I don’t know if you know, I have buggered up my back again and am spending a fair amount of time recovering in bed, but what you may not know is that there is a big financial loss associated during any recovery time. Because my injury has now been over 12 months, and due to workcover laws in this state, I receive a statutory weekly limit which is reduced by any work that I may be able perform. Suffice to say, my fortnightly take home pay has been cut by 48%. So, pretty drastic measures have now come into play in our budget.
We have had to cancel the extra money we were putting on our mortgage (attempting to get ahead so I can semi-retire earlier), and the money we were saving to buy our hybrid car at the end of the lease in October has come to a screaming halt. We are going to have to redraw from the mortgage to afford it now, which is something I really didn’t want to do.
Everything else is on hold, however we took on a fortuitous challenge last month (before the injury) to see if we could stick to $100 a week to feed a family of 4. Well, the great news is that for the last three weeks we have achieved this goal. Eggs from the chooks, veggies from the garden and frugal grocery shopping have saved the day. We even had $3.50 spare last week. We still receive our $40 sanity money, which is a trick I learnt from Anita Bell’s great series of books. I use mine to by the odd bottle of wine and milk for cheese making, and Kim manages to hold on to most of hers so that she can by craft goodies. Megan pays me rent which equates to about $20 a months which is just enough to pay for the chicken feed so that is covered.
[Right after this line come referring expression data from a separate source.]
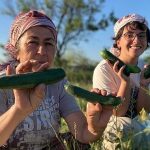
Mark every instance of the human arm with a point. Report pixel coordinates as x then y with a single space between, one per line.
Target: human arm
90 129
143 100
112 80
25 102
123 91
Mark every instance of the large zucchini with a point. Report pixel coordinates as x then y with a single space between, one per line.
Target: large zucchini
31 79
147 72
112 59
92 97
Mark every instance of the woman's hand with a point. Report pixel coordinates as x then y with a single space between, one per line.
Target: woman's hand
27 100
144 82
98 115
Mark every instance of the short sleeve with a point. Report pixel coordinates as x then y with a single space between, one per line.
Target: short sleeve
3 101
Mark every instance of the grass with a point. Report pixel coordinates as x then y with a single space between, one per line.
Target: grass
126 143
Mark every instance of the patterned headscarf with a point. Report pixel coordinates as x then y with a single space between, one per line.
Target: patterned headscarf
126 19
22 23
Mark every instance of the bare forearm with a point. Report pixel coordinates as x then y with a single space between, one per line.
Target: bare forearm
124 93
8 122
143 100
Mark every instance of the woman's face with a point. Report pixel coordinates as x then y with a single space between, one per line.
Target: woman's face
132 44
38 44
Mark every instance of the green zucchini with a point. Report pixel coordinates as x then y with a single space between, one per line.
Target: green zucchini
92 97
147 72
31 79
112 59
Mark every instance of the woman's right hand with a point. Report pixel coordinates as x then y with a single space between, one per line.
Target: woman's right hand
27 100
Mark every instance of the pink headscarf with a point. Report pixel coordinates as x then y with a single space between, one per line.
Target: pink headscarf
22 23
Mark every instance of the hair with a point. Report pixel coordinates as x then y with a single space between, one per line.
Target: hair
133 26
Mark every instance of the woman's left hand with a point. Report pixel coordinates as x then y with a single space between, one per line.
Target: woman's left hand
144 82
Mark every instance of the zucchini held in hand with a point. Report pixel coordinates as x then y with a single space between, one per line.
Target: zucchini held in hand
112 59
92 97
31 79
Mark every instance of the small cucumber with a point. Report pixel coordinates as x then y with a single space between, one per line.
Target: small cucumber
31 79
147 72
112 59
92 97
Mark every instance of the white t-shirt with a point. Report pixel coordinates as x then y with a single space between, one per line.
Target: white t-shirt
105 78
36 130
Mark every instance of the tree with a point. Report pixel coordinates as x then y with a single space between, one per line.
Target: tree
73 18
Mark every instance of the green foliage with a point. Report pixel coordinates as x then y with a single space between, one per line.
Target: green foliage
73 18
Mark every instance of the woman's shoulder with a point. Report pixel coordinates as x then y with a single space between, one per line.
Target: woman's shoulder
103 65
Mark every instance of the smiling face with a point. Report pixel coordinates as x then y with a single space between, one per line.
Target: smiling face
132 44
37 43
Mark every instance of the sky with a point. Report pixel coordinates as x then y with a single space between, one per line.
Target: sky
98 40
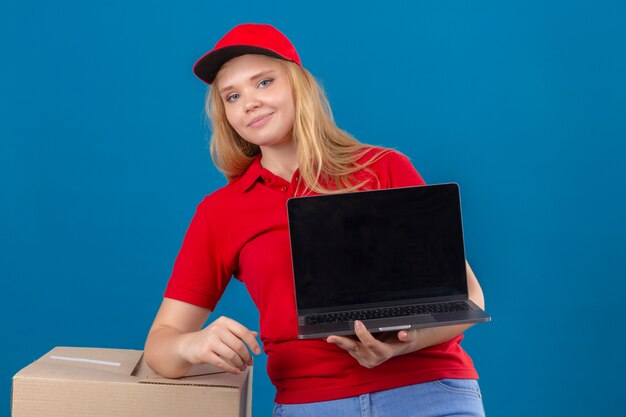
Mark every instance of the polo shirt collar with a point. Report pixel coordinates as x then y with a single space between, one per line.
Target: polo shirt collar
251 175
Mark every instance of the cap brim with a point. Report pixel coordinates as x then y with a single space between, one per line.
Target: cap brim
207 67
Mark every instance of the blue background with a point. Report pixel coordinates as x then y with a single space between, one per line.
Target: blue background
103 158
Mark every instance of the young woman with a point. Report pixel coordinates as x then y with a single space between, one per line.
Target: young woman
274 138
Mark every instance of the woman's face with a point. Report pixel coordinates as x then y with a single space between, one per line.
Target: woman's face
257 98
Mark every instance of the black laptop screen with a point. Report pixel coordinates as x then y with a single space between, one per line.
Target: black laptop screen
377 246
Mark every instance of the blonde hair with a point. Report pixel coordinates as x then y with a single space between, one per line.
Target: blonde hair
328 157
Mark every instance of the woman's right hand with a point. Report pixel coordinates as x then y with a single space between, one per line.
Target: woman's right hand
224 343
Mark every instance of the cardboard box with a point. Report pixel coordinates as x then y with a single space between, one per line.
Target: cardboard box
91 382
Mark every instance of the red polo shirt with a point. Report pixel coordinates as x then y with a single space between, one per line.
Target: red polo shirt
241 230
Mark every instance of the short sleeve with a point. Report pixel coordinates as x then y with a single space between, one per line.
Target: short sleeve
200 274
395 170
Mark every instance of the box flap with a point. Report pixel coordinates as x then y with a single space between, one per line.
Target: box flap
83 362
201 375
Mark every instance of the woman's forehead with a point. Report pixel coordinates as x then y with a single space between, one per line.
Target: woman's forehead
245 67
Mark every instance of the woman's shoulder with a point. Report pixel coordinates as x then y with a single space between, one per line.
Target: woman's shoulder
388 168
220 199
382 157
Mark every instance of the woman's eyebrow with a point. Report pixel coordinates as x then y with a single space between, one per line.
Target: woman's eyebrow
255 76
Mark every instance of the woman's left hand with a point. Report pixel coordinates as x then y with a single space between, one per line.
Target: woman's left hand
370 351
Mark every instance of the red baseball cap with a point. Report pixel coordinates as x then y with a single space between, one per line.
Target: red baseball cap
248 38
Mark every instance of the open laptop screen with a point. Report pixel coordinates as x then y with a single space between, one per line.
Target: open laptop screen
377 246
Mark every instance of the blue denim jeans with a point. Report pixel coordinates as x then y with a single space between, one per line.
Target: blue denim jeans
445 397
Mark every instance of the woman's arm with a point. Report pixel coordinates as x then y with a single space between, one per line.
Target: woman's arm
175 342
371 352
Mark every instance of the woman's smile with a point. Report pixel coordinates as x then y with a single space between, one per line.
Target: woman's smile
260 121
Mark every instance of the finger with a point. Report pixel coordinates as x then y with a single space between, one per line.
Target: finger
366 338
343 342
238 346
248 336
407 336
229 355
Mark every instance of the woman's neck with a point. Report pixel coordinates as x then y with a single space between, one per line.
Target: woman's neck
281 161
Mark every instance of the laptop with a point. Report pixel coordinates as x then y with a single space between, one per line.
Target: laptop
392 258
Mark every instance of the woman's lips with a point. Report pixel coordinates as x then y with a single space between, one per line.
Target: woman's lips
260 121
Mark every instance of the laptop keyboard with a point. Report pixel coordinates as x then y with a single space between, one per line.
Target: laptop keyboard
381 313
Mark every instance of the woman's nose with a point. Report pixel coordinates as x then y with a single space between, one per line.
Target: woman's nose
251 102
So, so far so good. I am glad interest rates are low or we would be in a bit of a pickle. We are able to cover the mortgage and all other bills, and of course our energy bills are minimal. Gardening will be a bit of a struggle for a few weeks but I am sure I can muster the energy or get help from one of the kids to plant out seeds for tomatoes and other plants that need to be planted in punnets.
Kim is doing a stirling job juggling the budget and looking after me, and we have been keeping each other emotionally strong, with a little sob now and then which helps get us through. But then we snap out of it and realise that it could be much, much worse and that at least I am able to do 20 hours of work a week to keep the bills paid and a roof over our head. I feel quite opptimistic that this relapse will heal quickly, so I should be able to ramp up my hours in September to something a little more reasonable. Until that time though, I will rest as instructed and keep taking the happy drugs that keep the back and leg pain at bay and keep busy buy writing posts to keep me occupied when I am not working in the afternoons. It is amazing what you can do with a laptop in bed! The world is your oyster.
The point of the post is not to gain sympathy, but it is to show that when hard times hit, that we have put in the hard yards and planned ahead, then there is no hurdle to high to jump over for us. Simple, Frugal and Sustainable living has helped us in the past, and will most certainly help us in many years to come.